In 1857, during the first war of independence the town of Anupshahr was the scene of incidents against British rule. One message of revolution was carried from Aligarh to Bulandshahr by Pandit Narayan Sharma on 10 May 1857. The Lord of Dadri and Sikandrabad destroyed inspection bungalows, telegraph offices and government buildings as they were symbols of foreign rule. Following recapture of Delhi by the Army of the East India Company and the subsequent assumption of direct responsibility for administering India by the British Crown the first Viceroy, Lord Canning on his march to Delhi camped at Anupshahr with his Army. (As per John Beames, "Memoirs of a Bengal civilian".

==Facilities==
Anupshahr is also known as Chotti Kashi ("Little Kashi"). It is located on the banks of the holy river Ganges. Krishna Temple is an important temple in the town.
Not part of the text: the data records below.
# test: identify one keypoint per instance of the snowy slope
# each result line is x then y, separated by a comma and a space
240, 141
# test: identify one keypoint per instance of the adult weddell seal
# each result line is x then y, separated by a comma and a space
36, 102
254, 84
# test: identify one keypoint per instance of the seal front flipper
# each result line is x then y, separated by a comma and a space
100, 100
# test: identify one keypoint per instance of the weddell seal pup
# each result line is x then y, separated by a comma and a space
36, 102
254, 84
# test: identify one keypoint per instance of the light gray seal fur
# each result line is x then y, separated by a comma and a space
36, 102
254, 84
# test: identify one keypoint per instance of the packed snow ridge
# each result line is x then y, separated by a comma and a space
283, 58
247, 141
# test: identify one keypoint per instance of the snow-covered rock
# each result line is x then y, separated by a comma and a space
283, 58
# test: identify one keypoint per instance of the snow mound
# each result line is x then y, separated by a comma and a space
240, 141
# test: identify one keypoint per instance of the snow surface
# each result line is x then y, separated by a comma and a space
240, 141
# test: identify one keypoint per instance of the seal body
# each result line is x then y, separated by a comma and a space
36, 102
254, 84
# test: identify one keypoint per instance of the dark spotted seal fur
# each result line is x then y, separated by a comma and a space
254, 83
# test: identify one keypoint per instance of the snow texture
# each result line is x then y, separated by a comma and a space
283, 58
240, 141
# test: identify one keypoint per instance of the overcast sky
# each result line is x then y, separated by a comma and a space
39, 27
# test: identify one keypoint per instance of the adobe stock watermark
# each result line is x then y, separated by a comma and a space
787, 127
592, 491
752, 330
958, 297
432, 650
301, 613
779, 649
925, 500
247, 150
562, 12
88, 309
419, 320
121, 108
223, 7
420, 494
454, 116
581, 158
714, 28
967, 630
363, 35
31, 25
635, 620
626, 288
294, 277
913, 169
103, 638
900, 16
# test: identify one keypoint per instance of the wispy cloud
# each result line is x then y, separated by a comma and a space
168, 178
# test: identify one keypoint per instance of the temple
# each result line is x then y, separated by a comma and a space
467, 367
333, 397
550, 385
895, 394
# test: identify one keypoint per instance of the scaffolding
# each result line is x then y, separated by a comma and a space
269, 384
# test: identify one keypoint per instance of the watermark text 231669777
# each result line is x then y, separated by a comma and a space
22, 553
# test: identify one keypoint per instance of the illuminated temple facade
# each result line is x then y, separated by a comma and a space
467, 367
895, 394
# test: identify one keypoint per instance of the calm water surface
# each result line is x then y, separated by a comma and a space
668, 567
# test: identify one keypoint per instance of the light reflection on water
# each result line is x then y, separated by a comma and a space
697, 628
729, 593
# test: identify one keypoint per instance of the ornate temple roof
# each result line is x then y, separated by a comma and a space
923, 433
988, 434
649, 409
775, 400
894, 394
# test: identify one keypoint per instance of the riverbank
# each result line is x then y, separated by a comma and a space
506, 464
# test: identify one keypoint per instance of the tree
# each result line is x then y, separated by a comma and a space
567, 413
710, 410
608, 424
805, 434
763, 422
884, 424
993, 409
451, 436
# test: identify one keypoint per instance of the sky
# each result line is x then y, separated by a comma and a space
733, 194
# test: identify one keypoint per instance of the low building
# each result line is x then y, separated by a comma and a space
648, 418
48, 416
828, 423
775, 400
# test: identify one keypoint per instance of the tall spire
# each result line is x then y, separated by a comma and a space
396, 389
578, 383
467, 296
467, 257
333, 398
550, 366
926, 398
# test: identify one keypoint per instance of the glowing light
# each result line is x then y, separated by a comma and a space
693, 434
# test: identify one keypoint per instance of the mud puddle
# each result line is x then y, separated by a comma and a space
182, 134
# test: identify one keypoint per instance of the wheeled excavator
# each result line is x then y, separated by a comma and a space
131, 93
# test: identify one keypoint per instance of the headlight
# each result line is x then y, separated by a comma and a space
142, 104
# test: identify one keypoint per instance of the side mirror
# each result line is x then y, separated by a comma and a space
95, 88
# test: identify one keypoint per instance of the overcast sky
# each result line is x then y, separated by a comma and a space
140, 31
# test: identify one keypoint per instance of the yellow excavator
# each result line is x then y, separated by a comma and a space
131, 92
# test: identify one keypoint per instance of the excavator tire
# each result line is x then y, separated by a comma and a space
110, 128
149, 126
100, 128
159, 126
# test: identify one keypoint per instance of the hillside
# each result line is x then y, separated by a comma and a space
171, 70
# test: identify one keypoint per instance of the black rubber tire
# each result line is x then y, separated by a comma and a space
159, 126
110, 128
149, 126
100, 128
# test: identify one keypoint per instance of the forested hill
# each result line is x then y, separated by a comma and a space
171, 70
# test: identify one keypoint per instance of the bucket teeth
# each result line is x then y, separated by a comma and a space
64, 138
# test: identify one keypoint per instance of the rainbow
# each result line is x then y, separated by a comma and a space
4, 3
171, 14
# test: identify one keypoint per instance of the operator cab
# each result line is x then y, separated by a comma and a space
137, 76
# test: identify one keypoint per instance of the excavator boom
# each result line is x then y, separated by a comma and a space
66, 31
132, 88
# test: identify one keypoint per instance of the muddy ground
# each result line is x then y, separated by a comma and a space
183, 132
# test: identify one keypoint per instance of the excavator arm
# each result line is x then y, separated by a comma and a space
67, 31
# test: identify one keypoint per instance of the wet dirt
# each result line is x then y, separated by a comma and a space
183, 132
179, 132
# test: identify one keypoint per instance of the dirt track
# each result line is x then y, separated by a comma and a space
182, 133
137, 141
Anupshahr has adequate educational facilities, with a post graduate degree college, a CBSE affiliated 10+2 school, and six intermediate colleges. Jaypee University has been established there under UP act no.8 2014 offering undergraduate courses in five streams namely Computer Science, Electronics and Communication, Information Technology, Civil and Mechanical Engineering Courses. University also offers BSC honours, BBA, BCOM, BA Courses. The Pardada Pardadi Educational Society, based in the town, is a non-profit organisation dedicated to the academic, economic and social empowerment of girls and women. Jaypee hospital has been established in Anupshahr by Jaypee Group and it provides best healthcare facilities. There are many ghats near river Ganga and people from far away come here to bathe in river Ganga on festivals.